Tips for preventing temper tantrums:


  1. Maintain nap or quiet time schedules. Make sure that your toddler is getting adequate rest. Set an appropriate bedtime and stick to it. Schedule activities around nap times. And, for toddlers who are no longer taking naps, build in quiet time to your routine so they can get a break from stimulation and relax.


  1. Bring Snacks. Dips in blood sugar or just a hungry feeling can make anyone’s mood a little crummy. Eliminate this possible cause of trouble by packing a few easy to transport snacks to dole out to your toddler on the go.


  1. Beat Boredom. Little kids have short attention spans and they are not likely to want to participate in a day full of boring grown-up errands. Bring a book, tablet, or toys with minimal pieces that travel easily. Bring a couple of options and switch between them to hold their interest.


How to Respond to a Toddler Temper Tantrum

Sometimes, despite your best intentions, you will find yourself forced to deal with a temper tantrum. At that moment, you will have a choice to either contribute to the chaos or constructively resolve it. Many of us are programmed to fight fire with fire, meaning that if we can raise our voice louder or speak more sternly, we will somehow win the battle.

There is no rationalizing with a toddler. They are inherently irrational so forget the idea that you can use logic to reason with them, or even that you can defeat their willpower with sheer force. Taming a toddler tantrum takes a different approach.


  1. Stay Calm. In any altercation, the fire is fueled by resistance. If your little one’s bad behavior is earning them attention, they are likely to keep at it. By contrast, if they do not get a reaction out of you, they will lose their motivation to continue the fit and it will simply play itself out.


  1. Validate their Feelings. Even if the cause of the tantrum seems to be ridiculous, we have all seen the viral posts about the toddler who threw a fit because someone at their snack (and that someone was them), try to find a way to validate their feelings.


Toddlers have big emotions and they have not yet developed the coping skills to handle them. What might seem small to an adult with adequate coping skills can feel insurmountable to a toddler. Validating their feelings isn’t so much about normalizing ridiculous complaints as it is about teaching your toddler that it is ok to feel what they are feeling.


Use the opportunity to dig a little deeper and try to identify what the tantrum is really about. On the surface, it might appear to be because ‘someone’ ate their snack. But the true problem is that they have suddenly realized they are out of a snack that they enjoyed.
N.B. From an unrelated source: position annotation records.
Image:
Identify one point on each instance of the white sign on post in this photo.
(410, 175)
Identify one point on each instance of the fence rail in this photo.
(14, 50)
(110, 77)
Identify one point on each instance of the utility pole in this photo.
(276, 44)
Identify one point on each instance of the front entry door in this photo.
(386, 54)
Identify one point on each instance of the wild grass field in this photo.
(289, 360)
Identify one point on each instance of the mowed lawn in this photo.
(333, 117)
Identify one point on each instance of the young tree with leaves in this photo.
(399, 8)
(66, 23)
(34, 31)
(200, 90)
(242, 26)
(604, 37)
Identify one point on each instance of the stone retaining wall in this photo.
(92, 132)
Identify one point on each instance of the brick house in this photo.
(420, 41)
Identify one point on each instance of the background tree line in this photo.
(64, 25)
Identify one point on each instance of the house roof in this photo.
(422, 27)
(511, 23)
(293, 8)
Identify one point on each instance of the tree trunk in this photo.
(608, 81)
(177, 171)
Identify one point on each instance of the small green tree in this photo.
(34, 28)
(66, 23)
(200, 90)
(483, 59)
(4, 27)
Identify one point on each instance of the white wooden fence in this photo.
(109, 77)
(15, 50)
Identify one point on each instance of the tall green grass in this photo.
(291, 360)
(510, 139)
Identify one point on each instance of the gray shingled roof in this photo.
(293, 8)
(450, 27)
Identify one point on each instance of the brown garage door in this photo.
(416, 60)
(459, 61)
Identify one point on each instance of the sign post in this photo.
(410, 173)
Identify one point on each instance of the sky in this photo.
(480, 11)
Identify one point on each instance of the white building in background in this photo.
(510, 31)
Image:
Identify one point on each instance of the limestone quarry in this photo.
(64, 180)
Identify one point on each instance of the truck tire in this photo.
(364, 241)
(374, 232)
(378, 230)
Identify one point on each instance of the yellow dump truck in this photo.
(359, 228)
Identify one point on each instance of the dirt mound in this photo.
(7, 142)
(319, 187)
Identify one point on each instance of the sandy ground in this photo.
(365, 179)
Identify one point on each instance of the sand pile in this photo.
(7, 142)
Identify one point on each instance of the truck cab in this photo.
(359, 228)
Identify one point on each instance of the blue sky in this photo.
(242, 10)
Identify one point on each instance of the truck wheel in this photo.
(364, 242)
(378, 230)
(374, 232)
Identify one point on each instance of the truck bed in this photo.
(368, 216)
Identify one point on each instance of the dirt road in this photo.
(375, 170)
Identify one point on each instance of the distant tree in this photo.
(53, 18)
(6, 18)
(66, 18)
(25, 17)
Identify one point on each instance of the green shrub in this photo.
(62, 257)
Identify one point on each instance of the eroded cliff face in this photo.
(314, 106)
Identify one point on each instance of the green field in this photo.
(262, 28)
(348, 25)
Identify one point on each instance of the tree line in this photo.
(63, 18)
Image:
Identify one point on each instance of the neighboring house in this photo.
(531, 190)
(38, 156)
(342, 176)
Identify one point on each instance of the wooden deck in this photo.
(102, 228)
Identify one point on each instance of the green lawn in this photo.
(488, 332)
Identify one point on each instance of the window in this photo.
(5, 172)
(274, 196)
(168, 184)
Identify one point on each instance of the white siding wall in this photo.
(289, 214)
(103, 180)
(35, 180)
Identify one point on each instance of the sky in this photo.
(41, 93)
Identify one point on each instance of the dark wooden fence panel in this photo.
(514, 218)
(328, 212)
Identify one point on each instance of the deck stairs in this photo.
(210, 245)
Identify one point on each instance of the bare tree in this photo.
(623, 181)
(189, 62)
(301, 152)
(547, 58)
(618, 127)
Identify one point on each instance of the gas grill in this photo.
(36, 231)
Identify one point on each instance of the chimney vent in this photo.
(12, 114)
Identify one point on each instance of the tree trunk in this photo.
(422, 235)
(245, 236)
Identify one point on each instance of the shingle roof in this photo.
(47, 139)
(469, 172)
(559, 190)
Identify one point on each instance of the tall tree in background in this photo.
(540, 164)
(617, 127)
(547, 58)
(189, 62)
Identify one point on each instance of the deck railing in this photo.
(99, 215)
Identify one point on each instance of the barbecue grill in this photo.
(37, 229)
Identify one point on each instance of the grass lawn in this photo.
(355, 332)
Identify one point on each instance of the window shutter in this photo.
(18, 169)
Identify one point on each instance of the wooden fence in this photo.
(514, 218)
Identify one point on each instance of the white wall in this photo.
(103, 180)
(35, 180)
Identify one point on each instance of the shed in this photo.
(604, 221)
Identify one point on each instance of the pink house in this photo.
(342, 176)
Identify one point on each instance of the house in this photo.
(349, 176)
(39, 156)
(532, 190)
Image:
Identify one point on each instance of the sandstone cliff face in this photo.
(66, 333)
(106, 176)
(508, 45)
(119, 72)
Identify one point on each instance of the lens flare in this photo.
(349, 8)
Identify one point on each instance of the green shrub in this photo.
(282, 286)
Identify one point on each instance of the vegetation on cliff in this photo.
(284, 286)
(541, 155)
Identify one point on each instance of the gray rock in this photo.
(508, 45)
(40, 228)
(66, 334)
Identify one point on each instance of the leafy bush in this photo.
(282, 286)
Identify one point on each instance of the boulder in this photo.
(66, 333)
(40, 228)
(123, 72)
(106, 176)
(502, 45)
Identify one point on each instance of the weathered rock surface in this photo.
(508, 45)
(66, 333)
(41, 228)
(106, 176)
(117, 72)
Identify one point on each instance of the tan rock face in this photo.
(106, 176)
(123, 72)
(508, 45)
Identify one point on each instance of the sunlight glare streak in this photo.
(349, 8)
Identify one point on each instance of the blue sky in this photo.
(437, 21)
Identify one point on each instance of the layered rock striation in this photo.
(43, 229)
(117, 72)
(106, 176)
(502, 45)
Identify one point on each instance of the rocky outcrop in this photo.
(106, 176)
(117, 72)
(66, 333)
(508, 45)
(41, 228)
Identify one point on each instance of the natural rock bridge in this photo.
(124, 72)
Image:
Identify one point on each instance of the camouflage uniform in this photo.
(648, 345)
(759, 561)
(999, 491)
They are either still hungry, they are thirsty and have confused that sensation for hunger, or they enjoyed the snack and are disappointed that it is gone.


Rule out the physical causes of distress by offering a drink. This will alleviate thirst and temporarily alleviate hunger so that you can ask more questions. Then, move on to the more likely culprit of disappointment.


Try phrases like “I know that was a really good snack. It is disappointing that there is not anymore. We will have another snack after we go to the playground”.

The next time that your toddler has a snack, prepare them by letting them know this is only a small snack. They can eat it slowly and make it last or they can eat it quickly, but you won’t give them anymore.


  1. Take Control of the Situation when Needed. Sometimes it is ok to let the tantrum play out. But if the tantrum occurs in an unsafe place like while crossing the street, you may need to intervene quickly. If you are in a store and have the ability to step outside with your toddler, do so. Otherwise, as long as your toddler is safe and not a huge inconvenience to others, it is ok to let it play out.



Toddlers have unpredictable meltdowns all of the time. Some are caused by physical needs like a missed nap or hunger. Others are caused by unmet social or emotional needs. And, some are caused by overstimulation. In addition to numerous causes, every child is different. Some cope better than others, some adjust new stimuli more easily. Handling a tantrum is really about finding the cause and alleviating the pressure point.